Mistakes in Social Media Marketing
Ever have one of those moments when you learn something so obvious you feel like you should have known it since…forever? The origins of the word “mayday” was one of those moments for me. A few years ago I learned that it was basically the English version of “M’aider” in French, meaning, “Help Me”!
Interestingly, the origins of May Day have nothing to do with “mayday” the emergency call. The first day of May is celebrated as the first day of Summer in many countries. However, I couldn’t resist the homophonic sounds of posting about mayday around May Day. Yeah, I’m weird like that.
The result is this post with helpful tips for avoiding social media mistakes in 2022. I’ll “vous aidez” on May Day. Ok. I’m done.
6 Social Media Mistakes to Avoid in 2022
It’s easy to suss out a lie these days. Between Google and all the online videos of everything going on, there are few places to hide. If you’re trying to “put on” a show or character for your audience, eventually that picture of perfection will burst like a pumpkin dropped from a third-story balcony.
After years of every Chad and Chelsea polishing their profiles to perfection, we’re finally over that. My friend Giles explained this shift back to authenticity as a result of Generation Z coming up and demanding it. But I think we’re all just tired of being manipulated. I’m seeing a backlash against fear-based marketing and hustle culture in the social media industry and it makes my #Flawsome heart sing.
Going forward, brands and small businesses alike will need to adopt the philosophy of being #Flawsome: embracing your flaws and doing the thing anyway. Going live when your hair isn’t perfect. Making videos without waiting to lose weight. Publishing the podcast or video without editing the life and personality out of it.
Taking yourself too seriously
Along with being more authentic, future marketing isn’t going to be as serious.

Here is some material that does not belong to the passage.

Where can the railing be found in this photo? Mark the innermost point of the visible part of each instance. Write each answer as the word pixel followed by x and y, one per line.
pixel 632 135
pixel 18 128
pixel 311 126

Take TikTok for example. Five years ago would you have believed dancing and lip-syncing to current music could propel your business forward? Everyone loves a bit of fun and personality. Crack a joke about your industry. Share a frustration. The best part about these fun short-form videos is they can be repurposed on all the networks (Twitter, Pinterest, YouTube, Instagram, Facebook, TikTok, Google Web Stories…and likely others).
Doing what you always did
If you created your social media marketing plan in 2011…or 2015…or heck, 10 minutes ago…it’s probably time to take a look and update it again. Social media changes are faster than a teenager going through puberty. Algorithms and features are updated constantly. New platforms emerge in the middle of global strife. Things that used to work in social media, but don’t in 2022:
- Only sharing funny memes
- Only sharing content created by others
- Always asking for the sale
- Always sending people to your website
- Keyword stuffing for SEO
- Writing blogs that don’t have anything to do with your business
- Buying followers
- Follow ladders, follow-for-follow, and other “get followers quick” schemes
- Gatekeeping content
- Only using stock images
Consumers remember 95% of content when presented via video as compared to reading. That handy stat and the rise of TikTok over the last two years likely played a part in Instagram’s announcement they would be focusing future endeavors on video. TikTok sees its competition as Netflix more than social media. All of this means you can no longer avoid video marketing.
Our world is becoming more and more inclusive. From hiring initiatives to reconciliation efforts with Indigenous nations, people expect the businesses they frequent to be more inclusive on all fronts. This includes making your social media presence as accessible as possible using the features you’re given. Use captions on your videos, add alt text descriptions to your photos, and be careful of your hashtag and emoji use. Alexa Heinrich has created a website to help us all make the social web more accessible.
Not building an email list
If I had a chocolate chip for every friend’s Instagram account that’s been lost to hackers in the last year, I could make a whole Banana Chocolate Chip Cake. Besides protecting all of your accounts with complex passwords and two-factor authentication, it’s long past time you had a backup plan for your business communications in case those things fail. Have you ever thought about trying to communicate with your fans if you lost your Facebook or Instagram account? How long would it take you to start over from scratch?
Email is still one of the best ways to talk to your customers as long as you’re using permission-based email capture. When customers sign up to get your emails it means they’re interested in your product…or at least your lead magnet. If your lead magnet or emails can help them solve their problems, who are they going to think of when they need more help?